Yu Lan Mini Before Annealing
yulan-teamIntroduction
YuLan-Mini-Before-Annealing is an intermediate checkpoint in the YuLan-Mini model series, developed by the AI Box at Renmin University of China. This checkpoint is intended for further training and experimentation, offering resources to pre-train and fine-tune models, perform learning rate annealing, and conduct training dynamics research.
Architecture
The YuLan-Mini series utilizes a curriculum-based training strategy with various phases, incorporating both LAMBADA and GSM8K tasks to assess model performance. The architecture allows for integration with the Llama framework for inference and deployment, while retaining added parameters and scaling factors in intermediate checkpoints for flexibility during training.
Training
This model provides several pre-training resources, including datasets and pipelines, enabling users to pre-train their own large language models (LLMs), conduct learning rate annealing, and explore internal changes during pre-training. Users can fine-tune the base model to create custom Instruct versions or synthesize data using the provided data pipeline.
Guide: Running Locally
Step 1: Modify the config.json
Adjust the config.json
to set parameters like save_steps
and train_batch_size
, ensuring effective training. For instance, maintain a batch size of 1008 for consistency with prior stages.

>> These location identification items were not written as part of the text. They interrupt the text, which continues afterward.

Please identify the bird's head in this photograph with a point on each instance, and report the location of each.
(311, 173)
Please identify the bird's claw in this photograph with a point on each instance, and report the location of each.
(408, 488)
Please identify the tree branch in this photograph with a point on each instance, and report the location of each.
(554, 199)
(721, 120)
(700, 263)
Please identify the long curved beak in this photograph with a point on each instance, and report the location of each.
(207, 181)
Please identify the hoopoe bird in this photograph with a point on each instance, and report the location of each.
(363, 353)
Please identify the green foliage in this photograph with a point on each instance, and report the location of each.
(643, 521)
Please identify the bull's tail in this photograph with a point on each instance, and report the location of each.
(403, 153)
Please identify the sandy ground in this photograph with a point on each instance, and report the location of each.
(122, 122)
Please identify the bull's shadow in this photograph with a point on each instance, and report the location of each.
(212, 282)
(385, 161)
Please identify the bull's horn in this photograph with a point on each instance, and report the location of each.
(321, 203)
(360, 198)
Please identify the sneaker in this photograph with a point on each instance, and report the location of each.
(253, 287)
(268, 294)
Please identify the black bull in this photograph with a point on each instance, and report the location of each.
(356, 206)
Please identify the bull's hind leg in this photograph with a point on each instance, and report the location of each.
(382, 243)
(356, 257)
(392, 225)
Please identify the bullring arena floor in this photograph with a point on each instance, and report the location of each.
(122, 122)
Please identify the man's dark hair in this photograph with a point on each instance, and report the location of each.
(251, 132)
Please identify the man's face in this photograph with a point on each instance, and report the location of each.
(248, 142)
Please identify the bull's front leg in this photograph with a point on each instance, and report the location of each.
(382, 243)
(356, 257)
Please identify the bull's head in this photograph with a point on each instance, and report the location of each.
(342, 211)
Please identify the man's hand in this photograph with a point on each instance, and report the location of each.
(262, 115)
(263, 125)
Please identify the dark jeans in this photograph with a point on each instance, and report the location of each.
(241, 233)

Step 2: Enable Universal Checkpointing
In the DeepSpeed configuration, enable Universal Checkpointing to facilitate loading of optimizer states:
{
"checkpoint": {
"load_universal": true
}
}
Step 3: Resume Training
When resuming training, use the resume_from_checkpoint
argument to load the checkpoint:
trainer.train(resume_from_checkpoint=training_args.resume_from_checkpoint)
Cloud GPUs
For efficient training, utilizing cloud-based GPUs is recommended. Providers such as AWS, Google Cloud, and Azure offer scalable GPU instances suitable for deep learning tasks.
License
This project is released under the MIT License. Future updates will address policies on model weights, optimizer states, and training data. While efforts have been made to ensure model safety, users should exercise caution, as outputs might still contain biased or harmful content. The developers hold no liability for any such outcomes.